Sunday, June 18, 2006

Father's Day

Father's Day

So I got this idea yesterday, Dad. I thought I would try to talk to you once again. So I figured if I could hook my ham radio up to this antenna and crank up the power, maybe I could make contact with you. Maybe we could talk about things. I could see how things were going with you. But then I thought about it some more and figured this gift would be more of a gift for me than for you. But maybe not. I know how you liked to know how things were going with me. How my life was progressing. How the kids and family were. How it was at work. So then it seemed like a great idea again. I thought yea, we could talk like we used to at the bowling alley, at the kitchen table over coffee, or even talk like we used to on a walk. I could tell you about my life. Ask you all kinds of questions that I've gotten so far behind on. Talk about God, talk about Jesus and faith and all that stuff especially. Talk about Bible stories we recently lived out. Tell you all of my troubles. Listen to your wisdom. Hear your life stories. Hear how to be humble yet honorable. Just talk.

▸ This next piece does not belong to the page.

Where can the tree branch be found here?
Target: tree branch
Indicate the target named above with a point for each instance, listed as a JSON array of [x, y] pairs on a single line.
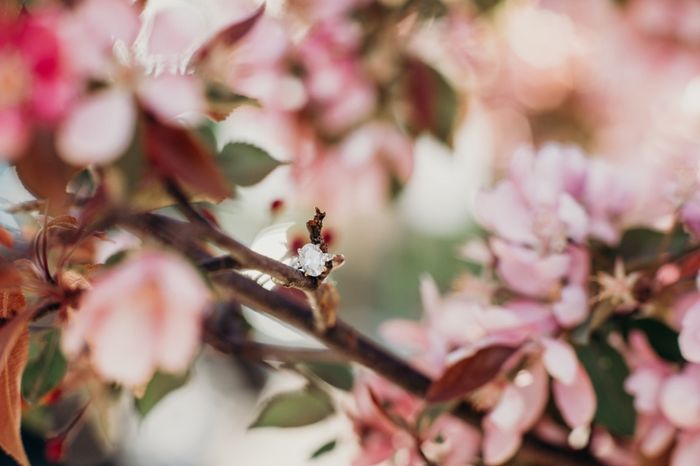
[[341, 338]]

But it didn't work that way. I couldn't get the connection through this antenna. So then I got this bright idea that at least if I hooked up to this antenna, I could tell the world what a great Dad I have. How he is always there for me. But that wouldn't make much sense either. Everyone already knows that. Everytime I mention your name people say what a good guy you were. And I think "was?" --He still is a good guy. But they don't get that part usually. They think of you in the past.

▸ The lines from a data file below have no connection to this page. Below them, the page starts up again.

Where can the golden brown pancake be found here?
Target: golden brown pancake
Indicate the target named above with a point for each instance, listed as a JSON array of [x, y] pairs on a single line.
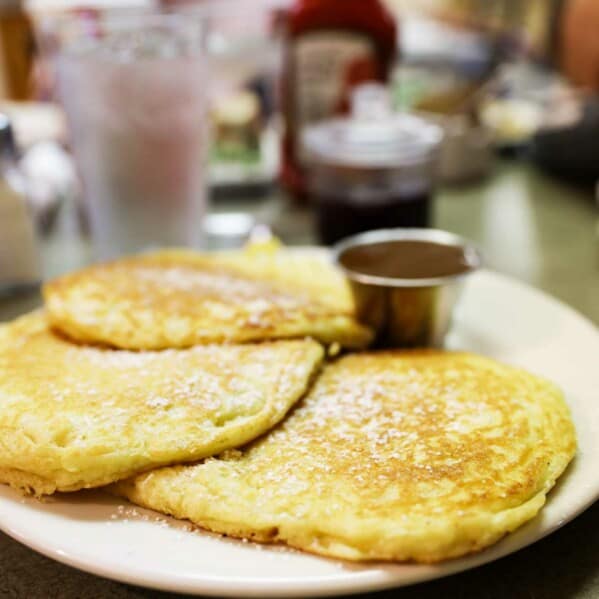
[[73, 417], [181, 298], [420, 455]]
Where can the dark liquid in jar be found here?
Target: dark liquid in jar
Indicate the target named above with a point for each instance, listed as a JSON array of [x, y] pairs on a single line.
[[339, 217], [408, 259]]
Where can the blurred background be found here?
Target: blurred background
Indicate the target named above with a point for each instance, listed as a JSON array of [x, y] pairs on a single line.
[[126, 124]]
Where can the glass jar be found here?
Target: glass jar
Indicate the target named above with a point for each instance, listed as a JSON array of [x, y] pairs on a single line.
[[374, 170]]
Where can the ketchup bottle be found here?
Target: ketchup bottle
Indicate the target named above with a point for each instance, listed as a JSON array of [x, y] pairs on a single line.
[[331, 46]]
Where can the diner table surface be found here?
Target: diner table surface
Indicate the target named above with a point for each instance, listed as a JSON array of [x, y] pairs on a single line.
[[528, 225]]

So last night I cried. Wanting to wish you a Happy Father's Day but not knowing how. I got up real early because of this. Or was it real late? I got up and sat and thought. Then like always, I heard your voice. I heard you talk about how you missed your Dad, Gramps. I heard you say how you really wished you could talk to Gramps from time to time. Then I heard you tell me how sometimes you felt Gramps was with you. And.....there you were!

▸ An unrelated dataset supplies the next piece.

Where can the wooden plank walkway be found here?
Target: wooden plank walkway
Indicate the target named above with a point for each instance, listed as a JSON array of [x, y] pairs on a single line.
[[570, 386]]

We talked last night. I realized I didn't need some big antenna or radio to talk to you. All I had to do was look inside. Look in my heart. And there you were. With all the advice and wisdom and knowledge and comfort you always have to give. Right there with me all the time. Then you pointed out to me that anytime I need you, you are there, in my heart.

That's when we had one of our old time talks. And I pointed out a scripture that enlightened both of us. We looked up John 14 together---We talked about how Jesus is with us all the time too. --

"I am the way, and the truth, and the life. No one comes to the Father except through me. If you know me, you will know my Father also. From now on you do know him and have seen him." Philip siad to him, "Lord, show us the Father, and we will be satisfied." Jesus said to him, "Have I been with you all this time, Philip, and you still do not know me: Whoever has seen me has seen the Father. How can you say, 'Show us the Father?' Do you not believe that I am in the Father and the Father is in me? The words that I say to you do not speak on my own; but the Father who dwells in me does his works. Believe me that I am in the Father and the Father is in me; but if you do not, then believe me because of the works themselves.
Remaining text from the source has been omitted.